Gazeteye göre, parti yetkilileri, davada aklanması durumunda da, Nadir'den yeni bağış kabul edilmesine karşı.

Guardian, partinin Asil Nadir'le arasına mesafe koyma kararının Kıbrıslı işadamının davanın tamamlanmasından sonra Muhafazakarlara bağışlarını sürdürmeye hazır olduğu şeklindeki sözlerini izlediğini belirtiyor.

Gazeteye göre, Asil Nadir'in sahibi olduğu Polly Peck'in hesaplarını inceleyen uzmanlar, gruba bağlı bir şirketten 1985-90 yılları arasında, yönetim kurulu ve hissedarların bilgisi dışında defalarca bağış yapıldığını belirlemişti.

'Nadir davası aylarca sürebilir'
Guardian, 17 yıl önce, yolsuzlukla suçlandığı dava öncesinde Kuzey Kıbrıs'a kaçan ve geçen hafta İngiltere'ye dönen Kıbrıslı işadamı Asil Nadir'in Perşembe günü ön duruşma için yargıç karşısına çıkacağını anımsatarak davanın en az dört milyon sterline mal olmasının ve aylarca sürmesinin beklendiğini kaydediyor.

'Bankalara desteğe devam'
Financial Times, 16 ülkeyi kapsayan Euro bölgesindeki büyüme oranlarının Avrupa Merkez Bankası'nın tahminlerinin üstünde çıktığını ancak bankanın Amerika Birleşik Devletleri'nden gelen olumsuz işaretler ve bu yıl bütçe krizi yaşayan ülkelerden kaynaklanan tehdit nedeniyle ihtiyatı elden bırakmayacağını yazıyor.
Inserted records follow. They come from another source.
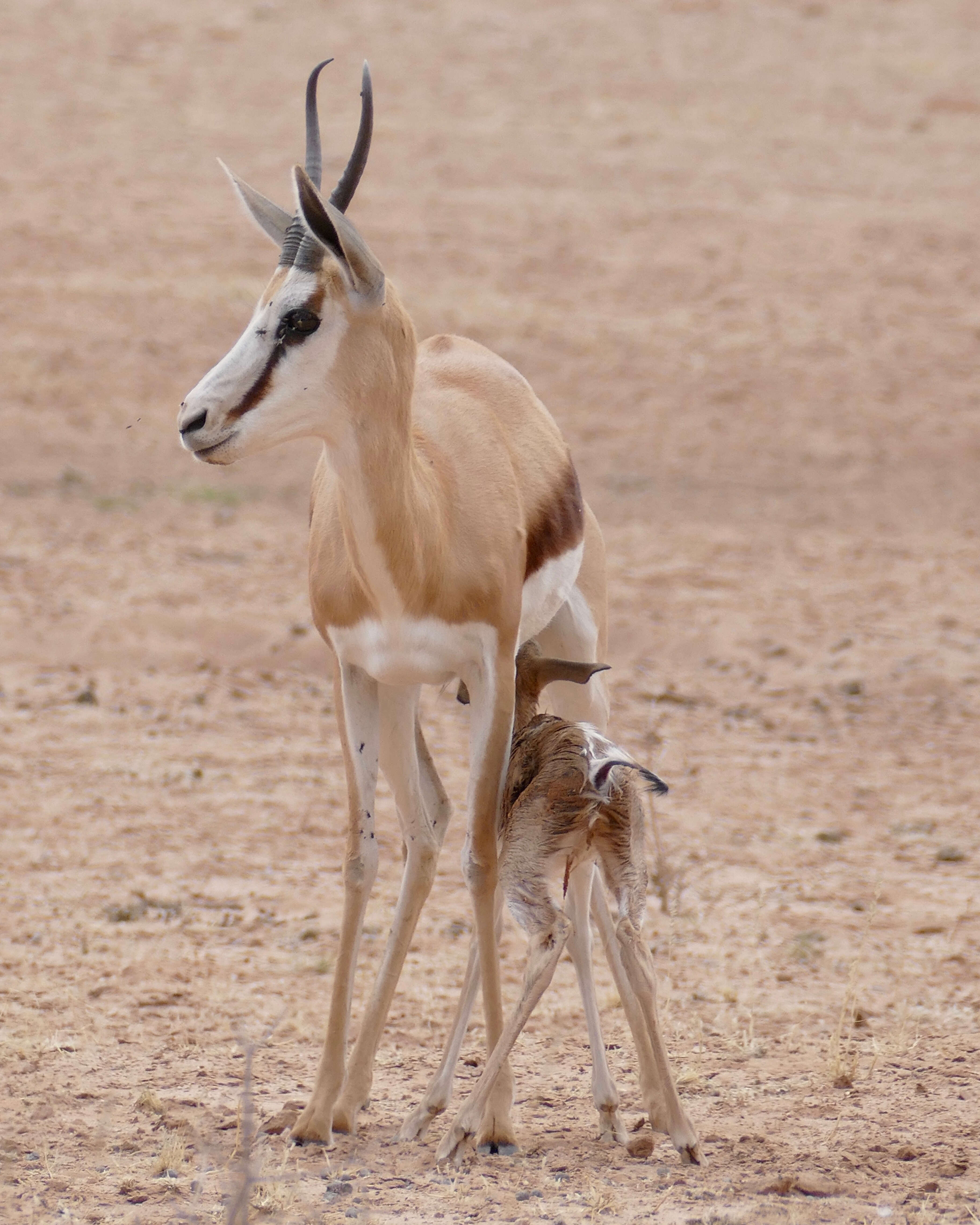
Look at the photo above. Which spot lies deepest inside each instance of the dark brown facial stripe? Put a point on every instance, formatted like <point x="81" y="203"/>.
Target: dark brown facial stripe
<point x="559" y="526"/>
<point x="257" y="392"/>
<point x="259" y="389"/>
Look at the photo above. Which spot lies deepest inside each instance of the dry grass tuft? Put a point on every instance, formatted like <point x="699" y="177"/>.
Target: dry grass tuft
<point x="598" y="1201"/>
<point x="276" y="1194"/>
<point x="172" y="1157"/>
<point x="150" y="1103"/>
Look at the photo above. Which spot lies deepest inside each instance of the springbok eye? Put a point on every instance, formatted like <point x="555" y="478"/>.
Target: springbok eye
<point x="297" y="325"/>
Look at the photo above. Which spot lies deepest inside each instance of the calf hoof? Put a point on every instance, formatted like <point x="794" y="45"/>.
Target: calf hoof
<point x="455" y="1143"/>
<point x="497" y="1137"/>
<point x="691" y="1153"/>
<point x="419" y="1121"/>
<point x="313" y="1129"/>
<point x="611" y="1127"/>
<point x="497" y="1148"/>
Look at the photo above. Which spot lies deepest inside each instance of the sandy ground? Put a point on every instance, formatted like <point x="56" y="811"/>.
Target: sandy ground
<point x="734" y="247"/>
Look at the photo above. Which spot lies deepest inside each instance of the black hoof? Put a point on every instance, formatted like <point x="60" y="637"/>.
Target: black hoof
<point x="495" y="1149"/>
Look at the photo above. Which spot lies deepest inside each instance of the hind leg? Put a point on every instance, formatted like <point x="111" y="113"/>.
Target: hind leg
<point x="439" y="1093"/>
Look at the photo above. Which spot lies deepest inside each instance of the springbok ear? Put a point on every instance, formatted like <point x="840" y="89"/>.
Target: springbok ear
<point x="547" y="671"/>
<point x="335" y="232"/>
<point x="270" y="219"/>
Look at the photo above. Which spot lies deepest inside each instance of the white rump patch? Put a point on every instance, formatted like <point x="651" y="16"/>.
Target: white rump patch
<point x="407" y="651"/>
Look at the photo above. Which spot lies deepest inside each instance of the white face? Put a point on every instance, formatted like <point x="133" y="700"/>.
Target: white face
<point x="275" y="384"/>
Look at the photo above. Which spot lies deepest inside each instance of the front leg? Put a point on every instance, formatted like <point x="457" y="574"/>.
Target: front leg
<point x="492" y="721"/>
<point x="356" y="700"/>
<point x="424" y="813"/>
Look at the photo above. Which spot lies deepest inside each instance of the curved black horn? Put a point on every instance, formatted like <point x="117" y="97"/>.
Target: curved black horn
<point x="344" y="193"/>
<point x="314" y="157"/>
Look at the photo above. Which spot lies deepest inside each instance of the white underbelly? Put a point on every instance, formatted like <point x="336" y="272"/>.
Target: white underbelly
<point x="428" y="651"/>
<point x="547" y="591"/>
<point x="416" y="651"/>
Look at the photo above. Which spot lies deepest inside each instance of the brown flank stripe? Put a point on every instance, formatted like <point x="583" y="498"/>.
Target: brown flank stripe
<point x="559" y="527"/>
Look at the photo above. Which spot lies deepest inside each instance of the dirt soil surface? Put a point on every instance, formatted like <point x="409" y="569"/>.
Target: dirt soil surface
<point x="734" y="247"/>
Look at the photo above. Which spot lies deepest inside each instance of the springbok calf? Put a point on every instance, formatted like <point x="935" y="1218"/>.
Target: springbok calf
<point x="446" y="528"/>
<point x="570" y="803"/>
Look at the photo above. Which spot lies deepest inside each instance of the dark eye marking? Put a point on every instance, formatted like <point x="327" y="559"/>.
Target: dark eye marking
<point x="297" y="325"/>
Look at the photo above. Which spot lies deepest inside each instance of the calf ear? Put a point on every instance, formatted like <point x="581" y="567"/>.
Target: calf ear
<point x="270" y="219"/>
<point x="548" y="671"/>
<point x="335" y="232"/>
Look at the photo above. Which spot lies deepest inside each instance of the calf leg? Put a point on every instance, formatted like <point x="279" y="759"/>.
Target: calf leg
<point x="625" y="870"/>
<point x="544" y="951"/>
<point x="651" y="1090"/>
<point x="604" y="1092"/>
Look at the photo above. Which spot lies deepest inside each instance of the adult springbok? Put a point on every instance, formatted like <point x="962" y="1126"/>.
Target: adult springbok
<point x="446" y="528"/>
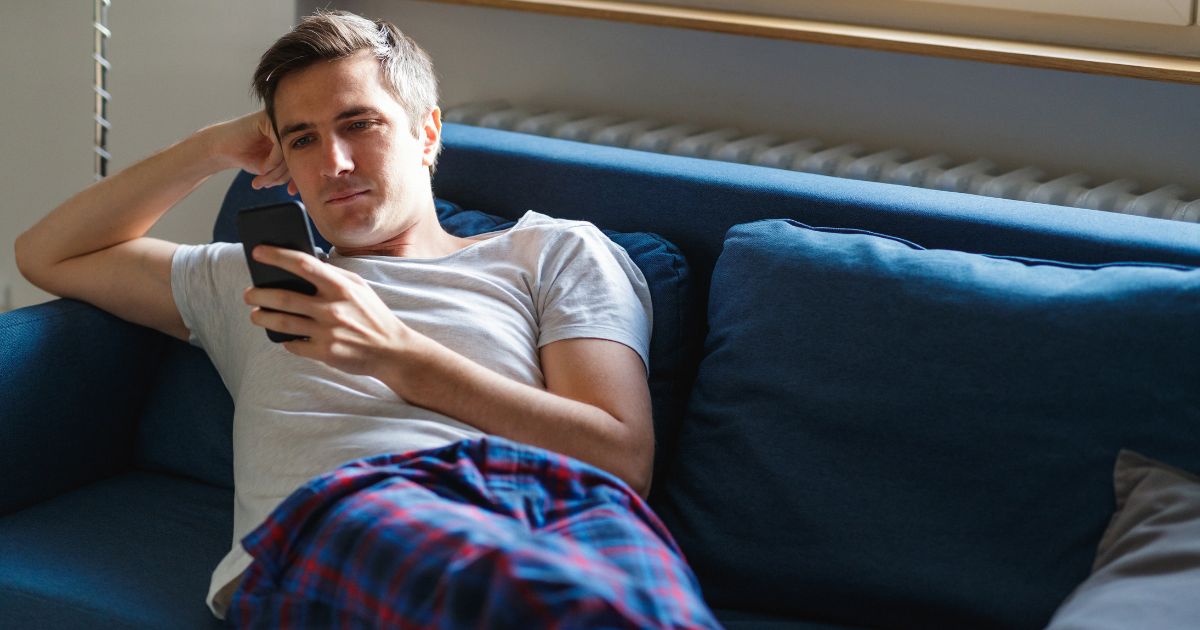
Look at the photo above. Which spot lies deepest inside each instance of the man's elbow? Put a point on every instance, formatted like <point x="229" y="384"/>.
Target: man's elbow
<point x="23" y="253"/>
<point x="639" y="469"/>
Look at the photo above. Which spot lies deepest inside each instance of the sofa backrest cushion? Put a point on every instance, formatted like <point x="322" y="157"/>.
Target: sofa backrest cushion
<point x="881" y="431"/>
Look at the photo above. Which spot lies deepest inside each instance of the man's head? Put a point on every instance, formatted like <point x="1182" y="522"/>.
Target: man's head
<point x="353" y="106"/>
<point x="328" y="36"/>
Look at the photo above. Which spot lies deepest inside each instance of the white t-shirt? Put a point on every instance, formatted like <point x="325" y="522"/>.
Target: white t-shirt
<point x="496" y="301"/>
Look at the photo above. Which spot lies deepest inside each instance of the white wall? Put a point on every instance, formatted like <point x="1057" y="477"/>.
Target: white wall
<point x="178" y="65"/>
<point x="1062" y="121"/>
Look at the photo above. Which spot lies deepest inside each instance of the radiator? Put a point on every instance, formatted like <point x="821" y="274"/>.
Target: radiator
<point x="852" y="160"/>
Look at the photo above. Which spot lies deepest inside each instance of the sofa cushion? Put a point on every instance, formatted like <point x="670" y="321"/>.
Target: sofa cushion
<point x="885" y="432"/>
<point x="132" y="551"/>
<point x="1147" y="567"/>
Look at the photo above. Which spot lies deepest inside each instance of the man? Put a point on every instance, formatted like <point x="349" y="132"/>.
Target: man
<point x="417" y="341"/>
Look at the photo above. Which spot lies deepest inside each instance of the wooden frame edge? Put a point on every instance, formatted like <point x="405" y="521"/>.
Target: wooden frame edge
<point x="993" y="51"/>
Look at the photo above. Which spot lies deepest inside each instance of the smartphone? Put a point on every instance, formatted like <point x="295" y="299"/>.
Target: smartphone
<point x="282" y="225"/>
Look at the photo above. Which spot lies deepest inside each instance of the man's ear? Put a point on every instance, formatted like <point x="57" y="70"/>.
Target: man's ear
<point x="431" y="137"/>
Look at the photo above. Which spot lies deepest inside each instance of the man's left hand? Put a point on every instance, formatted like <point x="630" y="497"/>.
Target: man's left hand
<point x="347" y="325"/>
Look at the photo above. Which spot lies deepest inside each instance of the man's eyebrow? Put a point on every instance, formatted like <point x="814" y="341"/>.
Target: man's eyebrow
<point x="349" y="113"/>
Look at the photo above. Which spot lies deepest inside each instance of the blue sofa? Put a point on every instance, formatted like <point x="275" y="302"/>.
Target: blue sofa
<point x="897" y="408"/>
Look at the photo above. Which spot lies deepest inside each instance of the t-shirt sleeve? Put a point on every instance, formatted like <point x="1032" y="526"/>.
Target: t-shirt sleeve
<point x="207" y="282"/>
<point x="591" y="288"/>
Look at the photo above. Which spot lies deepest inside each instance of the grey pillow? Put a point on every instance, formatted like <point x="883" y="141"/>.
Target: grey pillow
<point x="1147" y="568"/>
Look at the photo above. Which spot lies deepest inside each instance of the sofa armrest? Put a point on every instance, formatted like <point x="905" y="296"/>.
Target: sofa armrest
<point x="72" y="383"/>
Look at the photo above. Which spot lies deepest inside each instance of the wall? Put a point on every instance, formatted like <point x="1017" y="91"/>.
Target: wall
<point x="1063" y="121"/>
<point x="177" y="66"/>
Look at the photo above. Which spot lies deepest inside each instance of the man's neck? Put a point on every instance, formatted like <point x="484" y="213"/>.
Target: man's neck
<point x="423" y="239"/>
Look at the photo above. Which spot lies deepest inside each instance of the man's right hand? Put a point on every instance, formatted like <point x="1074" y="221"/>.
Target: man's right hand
<point x="249" y="143"/>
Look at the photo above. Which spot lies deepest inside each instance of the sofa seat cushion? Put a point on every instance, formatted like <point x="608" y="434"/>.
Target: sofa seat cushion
<point x="131" y="551"/>
<point x="885" y="432"/>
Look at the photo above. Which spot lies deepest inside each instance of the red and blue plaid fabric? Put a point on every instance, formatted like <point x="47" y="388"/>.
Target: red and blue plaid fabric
<point x="483" y="533"/>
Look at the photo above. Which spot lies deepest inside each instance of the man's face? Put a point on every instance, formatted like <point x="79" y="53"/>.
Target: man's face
<point x="351" y="151"/>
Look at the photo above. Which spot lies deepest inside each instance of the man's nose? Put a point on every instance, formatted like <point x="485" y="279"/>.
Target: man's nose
<point x="336" y="159"/>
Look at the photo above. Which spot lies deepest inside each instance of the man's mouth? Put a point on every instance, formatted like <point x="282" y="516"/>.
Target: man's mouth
<point x="345" y="196"/>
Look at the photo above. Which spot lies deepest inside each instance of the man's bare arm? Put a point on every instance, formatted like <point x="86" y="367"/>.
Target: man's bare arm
<point x="94" y="246"/>
<point x="595" y="407"/>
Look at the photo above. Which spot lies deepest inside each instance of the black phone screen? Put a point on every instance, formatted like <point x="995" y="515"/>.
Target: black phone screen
<point x="282" y="225"/>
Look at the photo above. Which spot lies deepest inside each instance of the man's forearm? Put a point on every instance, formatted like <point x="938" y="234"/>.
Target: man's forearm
<point x="118" y="209"/>
<point x="460" y="388"/>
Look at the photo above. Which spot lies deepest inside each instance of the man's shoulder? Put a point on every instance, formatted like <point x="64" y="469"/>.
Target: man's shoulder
<point x="551" y="231"/>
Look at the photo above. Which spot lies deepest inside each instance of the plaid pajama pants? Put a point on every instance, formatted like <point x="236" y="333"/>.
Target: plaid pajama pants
<point x="483" y="533"/>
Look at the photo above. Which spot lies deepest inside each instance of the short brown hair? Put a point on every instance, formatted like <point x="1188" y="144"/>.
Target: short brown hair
<point x="331" y="35"/>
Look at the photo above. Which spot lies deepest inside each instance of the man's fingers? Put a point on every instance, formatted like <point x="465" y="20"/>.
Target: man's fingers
<point x="285" y="300"/>
<point x="273" y="171"/>
<point x="281" y="322"/>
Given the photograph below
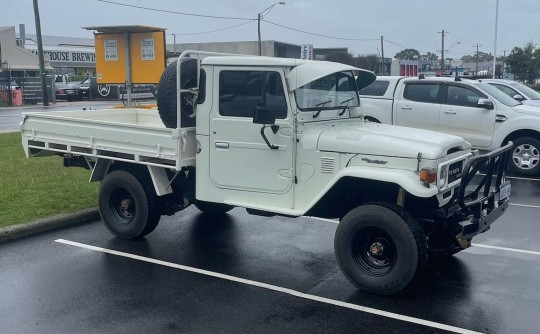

Gazeteye göre, euro bölgesinin Amerika'da ya da küresel ölçekte yeni bir krize ne ölçüde dayanabileceğini ölçmeye çalışan Avrupa Merkez Bankası'nın bu hafta bankalara sağlanan acil durum yardımı uygulamasının süresini gelecek yılın başına kadar uzatacağını açıklaması bekleniyor.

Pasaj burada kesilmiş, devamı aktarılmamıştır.